Senza occuparsi di sapere
se l'animale che aveva inghiottita la scarica del suo fucile fosse vivo o
morto, si gettò risolutamente dentro la caverna, seguito subito da Armando. I
suoi piedi urtarono in un corpo villoso che si dibatteva ancora al suolo,
scosso dalle ultime convulsioni dell'agonia.
- Vattene al diavolo! -
esclamò, rialzandosi prontamente, e volgendosi verso l'apertura per vedere se
l'orso li aveva seguiti.
Guardò di fuori e non vide
nulla. Che cosa era avvenuto del grizzly? Si era rintanato, o si era
nascosto dietro alle rocce per avventarsi sui due cacciatori appena si
mostrassero all'apertura della caverna? Benché il canadese fosse coraggioso, a quest'ultimo
pensiero si senti bagnare la fronte da alcune stille di sudore freddo.
- Comincio a credere che
noi siamo entrati in una vera trappola, - mormorò.

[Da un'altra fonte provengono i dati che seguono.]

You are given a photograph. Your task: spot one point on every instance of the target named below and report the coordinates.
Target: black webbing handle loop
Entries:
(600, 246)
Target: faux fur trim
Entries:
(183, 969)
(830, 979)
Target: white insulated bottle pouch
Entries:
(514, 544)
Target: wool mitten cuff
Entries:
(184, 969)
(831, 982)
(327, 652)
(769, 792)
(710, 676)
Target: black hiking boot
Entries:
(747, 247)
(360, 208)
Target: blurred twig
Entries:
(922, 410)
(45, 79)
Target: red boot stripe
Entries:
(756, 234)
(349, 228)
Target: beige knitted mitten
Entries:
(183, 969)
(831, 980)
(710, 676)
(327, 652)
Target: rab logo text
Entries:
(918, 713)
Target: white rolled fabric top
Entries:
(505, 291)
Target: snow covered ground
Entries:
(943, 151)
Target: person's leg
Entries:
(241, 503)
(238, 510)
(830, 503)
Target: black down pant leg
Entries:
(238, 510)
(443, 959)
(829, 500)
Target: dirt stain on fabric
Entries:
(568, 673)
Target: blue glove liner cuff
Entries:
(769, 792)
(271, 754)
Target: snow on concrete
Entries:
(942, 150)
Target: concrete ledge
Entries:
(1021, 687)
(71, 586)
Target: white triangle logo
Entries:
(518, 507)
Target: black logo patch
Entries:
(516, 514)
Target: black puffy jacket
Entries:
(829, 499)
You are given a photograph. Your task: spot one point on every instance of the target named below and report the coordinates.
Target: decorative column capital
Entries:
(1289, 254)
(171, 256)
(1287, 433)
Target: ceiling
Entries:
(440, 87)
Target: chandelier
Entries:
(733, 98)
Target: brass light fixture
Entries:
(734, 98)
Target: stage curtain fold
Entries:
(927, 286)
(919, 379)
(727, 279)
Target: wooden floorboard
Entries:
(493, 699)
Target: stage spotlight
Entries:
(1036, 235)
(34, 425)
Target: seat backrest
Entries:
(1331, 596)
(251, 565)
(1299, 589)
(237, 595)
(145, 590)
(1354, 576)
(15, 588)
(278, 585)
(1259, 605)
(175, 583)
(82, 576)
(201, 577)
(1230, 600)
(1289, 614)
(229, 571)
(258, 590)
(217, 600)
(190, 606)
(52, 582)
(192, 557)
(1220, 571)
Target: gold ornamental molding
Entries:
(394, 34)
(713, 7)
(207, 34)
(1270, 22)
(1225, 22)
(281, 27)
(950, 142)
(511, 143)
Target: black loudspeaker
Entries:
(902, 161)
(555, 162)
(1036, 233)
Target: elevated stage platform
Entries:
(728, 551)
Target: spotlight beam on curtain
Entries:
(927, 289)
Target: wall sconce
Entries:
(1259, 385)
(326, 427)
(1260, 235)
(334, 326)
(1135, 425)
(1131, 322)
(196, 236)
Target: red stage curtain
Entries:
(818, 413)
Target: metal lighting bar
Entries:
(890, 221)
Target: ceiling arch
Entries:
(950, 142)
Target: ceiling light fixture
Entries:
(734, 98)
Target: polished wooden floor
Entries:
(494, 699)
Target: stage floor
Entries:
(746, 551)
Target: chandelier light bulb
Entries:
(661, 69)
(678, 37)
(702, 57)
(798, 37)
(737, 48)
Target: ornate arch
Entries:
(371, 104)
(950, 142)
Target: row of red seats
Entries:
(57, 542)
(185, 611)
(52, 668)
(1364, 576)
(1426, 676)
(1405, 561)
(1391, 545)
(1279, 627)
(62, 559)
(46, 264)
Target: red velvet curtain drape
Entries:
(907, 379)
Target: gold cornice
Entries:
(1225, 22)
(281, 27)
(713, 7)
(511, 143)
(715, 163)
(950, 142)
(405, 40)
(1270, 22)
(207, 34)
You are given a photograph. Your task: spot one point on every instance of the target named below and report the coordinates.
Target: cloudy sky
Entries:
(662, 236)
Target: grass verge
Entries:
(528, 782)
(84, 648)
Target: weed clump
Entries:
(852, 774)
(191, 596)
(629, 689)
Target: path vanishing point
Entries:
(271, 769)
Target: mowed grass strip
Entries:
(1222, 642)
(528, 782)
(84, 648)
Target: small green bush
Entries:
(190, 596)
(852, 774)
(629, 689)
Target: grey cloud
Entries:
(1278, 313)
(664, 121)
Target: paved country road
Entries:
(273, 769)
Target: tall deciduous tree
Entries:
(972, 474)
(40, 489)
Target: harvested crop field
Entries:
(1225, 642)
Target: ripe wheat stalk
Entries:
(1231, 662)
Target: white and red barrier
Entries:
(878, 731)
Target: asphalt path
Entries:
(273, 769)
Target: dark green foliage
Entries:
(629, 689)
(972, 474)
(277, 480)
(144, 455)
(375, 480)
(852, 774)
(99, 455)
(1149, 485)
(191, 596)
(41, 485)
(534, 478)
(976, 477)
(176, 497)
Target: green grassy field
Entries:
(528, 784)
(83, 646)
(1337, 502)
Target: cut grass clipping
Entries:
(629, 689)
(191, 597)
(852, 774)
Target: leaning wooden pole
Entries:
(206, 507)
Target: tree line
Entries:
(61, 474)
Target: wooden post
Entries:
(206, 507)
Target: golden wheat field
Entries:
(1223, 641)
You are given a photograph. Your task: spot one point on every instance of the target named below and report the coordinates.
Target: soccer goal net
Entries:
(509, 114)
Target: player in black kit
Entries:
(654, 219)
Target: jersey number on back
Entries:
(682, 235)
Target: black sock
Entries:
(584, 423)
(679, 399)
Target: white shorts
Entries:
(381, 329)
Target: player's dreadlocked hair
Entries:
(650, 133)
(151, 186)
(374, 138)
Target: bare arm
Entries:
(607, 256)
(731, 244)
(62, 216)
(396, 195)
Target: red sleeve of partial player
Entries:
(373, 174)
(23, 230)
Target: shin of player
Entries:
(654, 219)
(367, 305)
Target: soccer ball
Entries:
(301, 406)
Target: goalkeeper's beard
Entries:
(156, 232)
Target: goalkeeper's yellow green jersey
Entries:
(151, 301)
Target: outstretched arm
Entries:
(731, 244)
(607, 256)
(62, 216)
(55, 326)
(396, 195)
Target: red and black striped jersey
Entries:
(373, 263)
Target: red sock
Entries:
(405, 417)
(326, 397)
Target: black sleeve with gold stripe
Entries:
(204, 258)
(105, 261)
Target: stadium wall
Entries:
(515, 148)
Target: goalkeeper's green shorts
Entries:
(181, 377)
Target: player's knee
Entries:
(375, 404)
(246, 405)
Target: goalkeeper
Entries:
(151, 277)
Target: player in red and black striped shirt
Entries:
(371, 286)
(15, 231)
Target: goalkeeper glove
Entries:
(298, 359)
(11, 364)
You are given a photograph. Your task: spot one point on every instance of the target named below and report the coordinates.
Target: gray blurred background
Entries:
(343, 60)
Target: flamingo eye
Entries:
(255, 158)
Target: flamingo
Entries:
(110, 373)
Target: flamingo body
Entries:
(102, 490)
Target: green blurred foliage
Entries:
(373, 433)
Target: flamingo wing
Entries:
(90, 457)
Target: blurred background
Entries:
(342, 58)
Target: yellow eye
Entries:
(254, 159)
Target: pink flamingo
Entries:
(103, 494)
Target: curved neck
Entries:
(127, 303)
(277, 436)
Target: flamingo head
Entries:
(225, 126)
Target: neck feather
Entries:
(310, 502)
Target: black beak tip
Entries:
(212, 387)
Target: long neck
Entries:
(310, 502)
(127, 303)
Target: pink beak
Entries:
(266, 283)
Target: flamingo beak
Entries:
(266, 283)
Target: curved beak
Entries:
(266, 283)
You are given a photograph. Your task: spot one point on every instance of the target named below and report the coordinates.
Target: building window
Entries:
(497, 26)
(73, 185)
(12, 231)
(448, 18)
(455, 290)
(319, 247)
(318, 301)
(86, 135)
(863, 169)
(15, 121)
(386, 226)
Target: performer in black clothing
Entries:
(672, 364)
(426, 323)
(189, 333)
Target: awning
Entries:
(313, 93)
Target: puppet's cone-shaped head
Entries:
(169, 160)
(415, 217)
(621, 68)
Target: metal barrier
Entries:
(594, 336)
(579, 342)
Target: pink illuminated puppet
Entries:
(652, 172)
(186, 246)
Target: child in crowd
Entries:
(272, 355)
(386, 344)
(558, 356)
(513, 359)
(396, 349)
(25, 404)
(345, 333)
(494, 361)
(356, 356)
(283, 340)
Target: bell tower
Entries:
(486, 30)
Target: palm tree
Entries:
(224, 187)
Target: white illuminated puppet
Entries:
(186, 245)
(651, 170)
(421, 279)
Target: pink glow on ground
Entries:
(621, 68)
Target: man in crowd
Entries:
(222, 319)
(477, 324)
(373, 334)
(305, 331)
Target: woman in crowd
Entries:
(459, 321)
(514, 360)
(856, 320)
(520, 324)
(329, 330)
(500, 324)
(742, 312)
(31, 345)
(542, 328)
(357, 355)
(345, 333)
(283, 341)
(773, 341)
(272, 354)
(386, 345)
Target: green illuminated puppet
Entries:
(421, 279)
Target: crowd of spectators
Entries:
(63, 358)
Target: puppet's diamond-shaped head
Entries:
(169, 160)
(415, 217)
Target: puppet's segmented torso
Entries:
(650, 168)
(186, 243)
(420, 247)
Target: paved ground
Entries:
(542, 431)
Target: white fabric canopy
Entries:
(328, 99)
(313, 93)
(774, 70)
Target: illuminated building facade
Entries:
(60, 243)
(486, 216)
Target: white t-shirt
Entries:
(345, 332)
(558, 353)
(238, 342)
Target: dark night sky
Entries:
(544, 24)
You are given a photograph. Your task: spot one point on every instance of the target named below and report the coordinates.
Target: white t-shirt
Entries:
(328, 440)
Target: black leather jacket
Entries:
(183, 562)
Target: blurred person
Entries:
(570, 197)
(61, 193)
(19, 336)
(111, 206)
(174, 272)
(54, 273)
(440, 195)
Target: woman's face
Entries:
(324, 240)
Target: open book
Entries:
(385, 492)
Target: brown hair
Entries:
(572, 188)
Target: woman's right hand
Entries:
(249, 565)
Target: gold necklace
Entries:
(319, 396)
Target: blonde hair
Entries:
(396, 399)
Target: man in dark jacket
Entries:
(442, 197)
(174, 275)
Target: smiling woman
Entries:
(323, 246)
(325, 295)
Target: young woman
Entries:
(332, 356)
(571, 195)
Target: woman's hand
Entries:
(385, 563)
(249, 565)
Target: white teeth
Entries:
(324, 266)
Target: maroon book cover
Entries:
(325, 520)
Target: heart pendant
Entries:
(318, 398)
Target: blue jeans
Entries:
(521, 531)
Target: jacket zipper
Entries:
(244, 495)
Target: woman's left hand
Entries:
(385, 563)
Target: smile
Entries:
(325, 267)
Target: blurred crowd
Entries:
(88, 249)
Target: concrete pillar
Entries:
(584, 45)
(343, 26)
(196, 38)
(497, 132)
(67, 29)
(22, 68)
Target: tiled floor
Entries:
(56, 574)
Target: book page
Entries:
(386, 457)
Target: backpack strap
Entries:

Si volse verso Armando. Il
giovanotto, inconscio del grave pericolo, stava osservando l'animale ucciso.
- Lasciate i morti e
pensiamo ai vivi, - disse il cow-boy.
- Che cosa desiderate,
Bennie?
- Sapete che non vedo il grizzly?
- Meglio per noi, Bennie.
- Peggio.
- E perché, mio bravo
cacciatore?
- Deve essersi nascosto dietro
la parete esterna con le zampe alzate, pronto a piombarci addosso appena ci
mostriamo. Avrei preferito un assalto di fronte.
- Lasciate che aspetti.
- Corna di bisonte!... -
gridò Bennie. - Volete rimanere qui dei giorni, in questa lurida tana?
- Si stancherà di
aspettarci.
- Ah!... Ecco, voi non
conoscete la cocciutaggine di quei bestioni.
- Avete dimenticato che
abbiamo due fucili e una rivoltella oltre i nostri bowie-knife?....
- I fucili!... Uhm!... Ci
vorrebbe il cannone per demolire quella massa.
- E così? - chiese
Armando, con voce tranquilla.
- Siamo presi, giovanotto.
- Cioè bloccati, -
corresse l'italiano.
- Sia come si vuole, non
possiamo uscire senza cadere fra le unghie del dannato animale. Quanto durerà
quest'assedio?
- I viveri non ci mancano,
Bennie.
- Sì, abbiamo la lingua
del cervo.
- E poi quest'animale.
- Puah!... Mangiare un carcajou?
Il diavolo mi porti se toccherò questa carne puzzolente. Nemmeno gli indiani,
che sono così poco schizzinosi in fatto di alimenti, lo mangerebbero.
- Bennie, che cosa
facciamo?
- Nulla, per ora; si
aspetta che il mostro si degni di mostrare il muso per mandargli una palla nel
cranio.
- State voi a guardia
dell'apertura?
- Sì, Armando.
- Allora approfitterò per
conoscere meglio questo animale che avete accoppato.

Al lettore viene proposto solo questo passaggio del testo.